Dans ce contexte, Obama a déclaré que le «désordre» qui provenait de «pays ratés» et de «menaces asymétriques posées par les organisations terroristes» était le plus grand défi auquel la communauté internationale faisait face aujourd’hui.
Obama a aussi avoué que la lutte contre ces problèmes et d’autres encore a impliqué «d’exploiter d’autres pays» et «d’autres ressources» à chaque fois que c’était possible. Il a également reconnu que Washington était «le premier de cordée parce que nous avons des capacités que les autres pays n’ont pas».
Il a déclaré que cette approche avait également conduit à un certain «partage des charges et à une appropriation des résultats».
Interrogé sur les limites du pouvoir américain, Obama a admis qu’il y avait des choses que son administration ne pouvait simplement pas faire en matière de projection de puissance, mais il est resté optimiste.

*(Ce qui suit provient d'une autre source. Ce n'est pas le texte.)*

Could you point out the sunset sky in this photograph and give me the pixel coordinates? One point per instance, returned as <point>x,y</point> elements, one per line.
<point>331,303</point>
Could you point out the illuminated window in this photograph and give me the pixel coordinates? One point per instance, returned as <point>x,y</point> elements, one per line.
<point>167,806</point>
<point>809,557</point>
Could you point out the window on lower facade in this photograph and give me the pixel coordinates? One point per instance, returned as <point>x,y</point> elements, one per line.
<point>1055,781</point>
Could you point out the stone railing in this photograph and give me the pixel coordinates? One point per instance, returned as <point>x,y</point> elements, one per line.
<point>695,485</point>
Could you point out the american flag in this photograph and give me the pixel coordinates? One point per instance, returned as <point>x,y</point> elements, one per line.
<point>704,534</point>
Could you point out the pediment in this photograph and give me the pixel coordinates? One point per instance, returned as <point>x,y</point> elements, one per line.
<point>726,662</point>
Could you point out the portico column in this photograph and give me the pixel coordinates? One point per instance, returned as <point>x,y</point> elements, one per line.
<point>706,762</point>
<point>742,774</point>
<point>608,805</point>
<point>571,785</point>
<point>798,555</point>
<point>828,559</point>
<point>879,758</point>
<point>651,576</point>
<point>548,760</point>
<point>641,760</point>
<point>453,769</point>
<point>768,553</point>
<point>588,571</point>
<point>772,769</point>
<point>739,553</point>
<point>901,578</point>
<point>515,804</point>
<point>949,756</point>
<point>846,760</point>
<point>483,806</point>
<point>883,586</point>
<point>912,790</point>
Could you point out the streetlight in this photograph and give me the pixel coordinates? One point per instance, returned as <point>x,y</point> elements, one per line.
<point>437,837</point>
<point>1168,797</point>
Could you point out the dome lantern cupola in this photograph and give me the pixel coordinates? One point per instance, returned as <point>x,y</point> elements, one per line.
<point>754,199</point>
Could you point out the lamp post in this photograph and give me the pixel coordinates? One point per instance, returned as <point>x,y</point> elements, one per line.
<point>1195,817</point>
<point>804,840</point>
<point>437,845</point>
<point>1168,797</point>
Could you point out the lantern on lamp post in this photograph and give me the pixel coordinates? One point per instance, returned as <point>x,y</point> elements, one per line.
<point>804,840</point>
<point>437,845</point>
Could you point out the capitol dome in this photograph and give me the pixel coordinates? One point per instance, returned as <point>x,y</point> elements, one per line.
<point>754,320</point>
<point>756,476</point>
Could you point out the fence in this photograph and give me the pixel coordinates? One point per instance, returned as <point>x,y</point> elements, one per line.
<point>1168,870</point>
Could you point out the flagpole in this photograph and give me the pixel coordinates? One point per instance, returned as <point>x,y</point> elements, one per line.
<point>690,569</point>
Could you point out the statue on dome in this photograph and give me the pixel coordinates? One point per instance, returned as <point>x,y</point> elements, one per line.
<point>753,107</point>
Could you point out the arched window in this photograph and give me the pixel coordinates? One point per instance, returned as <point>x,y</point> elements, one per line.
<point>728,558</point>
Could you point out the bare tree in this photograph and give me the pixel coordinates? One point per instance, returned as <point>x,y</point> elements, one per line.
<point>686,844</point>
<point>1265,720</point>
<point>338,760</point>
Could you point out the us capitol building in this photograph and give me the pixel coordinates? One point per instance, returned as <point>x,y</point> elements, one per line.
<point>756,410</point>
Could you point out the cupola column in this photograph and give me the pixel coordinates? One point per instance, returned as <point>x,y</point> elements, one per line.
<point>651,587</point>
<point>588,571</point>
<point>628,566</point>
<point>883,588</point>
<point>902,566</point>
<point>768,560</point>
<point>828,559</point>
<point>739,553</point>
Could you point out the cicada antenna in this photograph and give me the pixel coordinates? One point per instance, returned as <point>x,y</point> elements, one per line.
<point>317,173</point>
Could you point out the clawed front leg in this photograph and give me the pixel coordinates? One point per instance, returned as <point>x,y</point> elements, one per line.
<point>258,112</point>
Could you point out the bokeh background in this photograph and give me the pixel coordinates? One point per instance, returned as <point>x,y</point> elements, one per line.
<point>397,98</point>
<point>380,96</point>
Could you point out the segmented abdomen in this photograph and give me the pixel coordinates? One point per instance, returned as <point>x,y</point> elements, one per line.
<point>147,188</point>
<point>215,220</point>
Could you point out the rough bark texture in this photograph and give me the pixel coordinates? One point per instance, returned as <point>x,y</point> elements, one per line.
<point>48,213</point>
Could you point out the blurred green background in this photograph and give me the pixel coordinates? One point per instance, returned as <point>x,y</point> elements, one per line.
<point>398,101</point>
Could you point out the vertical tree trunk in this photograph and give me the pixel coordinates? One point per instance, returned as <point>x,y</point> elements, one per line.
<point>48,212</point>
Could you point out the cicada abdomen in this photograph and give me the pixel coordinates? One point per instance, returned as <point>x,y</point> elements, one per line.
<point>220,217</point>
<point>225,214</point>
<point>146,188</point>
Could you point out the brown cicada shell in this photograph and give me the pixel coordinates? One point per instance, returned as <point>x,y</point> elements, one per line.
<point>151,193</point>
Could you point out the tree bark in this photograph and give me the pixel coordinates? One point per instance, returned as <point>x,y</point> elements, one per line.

«Le leadership américain provient en partie de notre esprit d’initiative»
«Le leadership américain provient en partie de notre esprit d’initiative. Nous sommes le plus grand, le plus puissant pays sur Terre. Comme j’ai déjà dit dans mes discours : quand les problèmes arrivent, on n’appelle pas Pékin. On n’appelle pas Moscou. On nous appelle. Nous acceptons cette responsabilité. Je crois que la question qui se pose est de savoir comment ce leadership s’exerce. Mon administration est très agressive et internationaliste dans ses efforts d’intervenir, d’accepter et d’essayer de résoudre les problèmes», a-t-il indiqué.
Cet appel au leadership américain qui est souvent englobé dans la notion de l’exceptionalisme américain a été régulièrement mis en doute par Moscou.
Le ministre russe des Affaires étrangères Sergueï Lavrov a réagi à cette notion en septembre dernier après le discours d’Obama devant l’ONU, où le président américain a identifé «l’agression russe en Europe» comme une menace pour la paix la sécurité internationale au même titre que le virus Ebola ou l’Etat islamique (EI).
Sergueï Lavrov a dit que l’intervention d’Obama à l’ONU était «le discours d’un pacificateur dans sa conception», mais il a aussi ajouté qu’Obama « n’a rien démontré si l’on se base sur des faits réels».
Sergueï Lavrov a encore ajouté qu’Obama avait présenté une vision du monde basée sur l’exceptionnalisme des Etats-Unis. «C’est la vision du monde d’un pays qui a déclaré comme doctrine de défense son droit d’utiliser la force arbitrairement sans tenir compte des résolutions du Conseil de Sécurité de l’ONU ou d’autres actes internationaux», a dit le ministre russe des Affaires étrangères.
Dans un éditorial publié dans le New York Times et daté de septembre 2013, le président russe Vladimir Poutine a dit que la notion de l’exceptionnalisme américain était dangereuse sur la scène mondiale. «C’est extrêmement dangereux d’encourager les personnes à se considérer comme exceptionnelles, quelle que soit leur motivation», a écrit le président russe, ajoutant : «Il y a de grands pays, de petits pays, riches et pauvres, avec des traditions démocratiques ou qui cherchent encore le chemin de la démocratie. Leurs politiques diffèrent aussi. Nous sommes tous différents, mais quand nous demandons la bénédiction de Dieu, il ne faut pas oublier qu’il nous a créés égaux».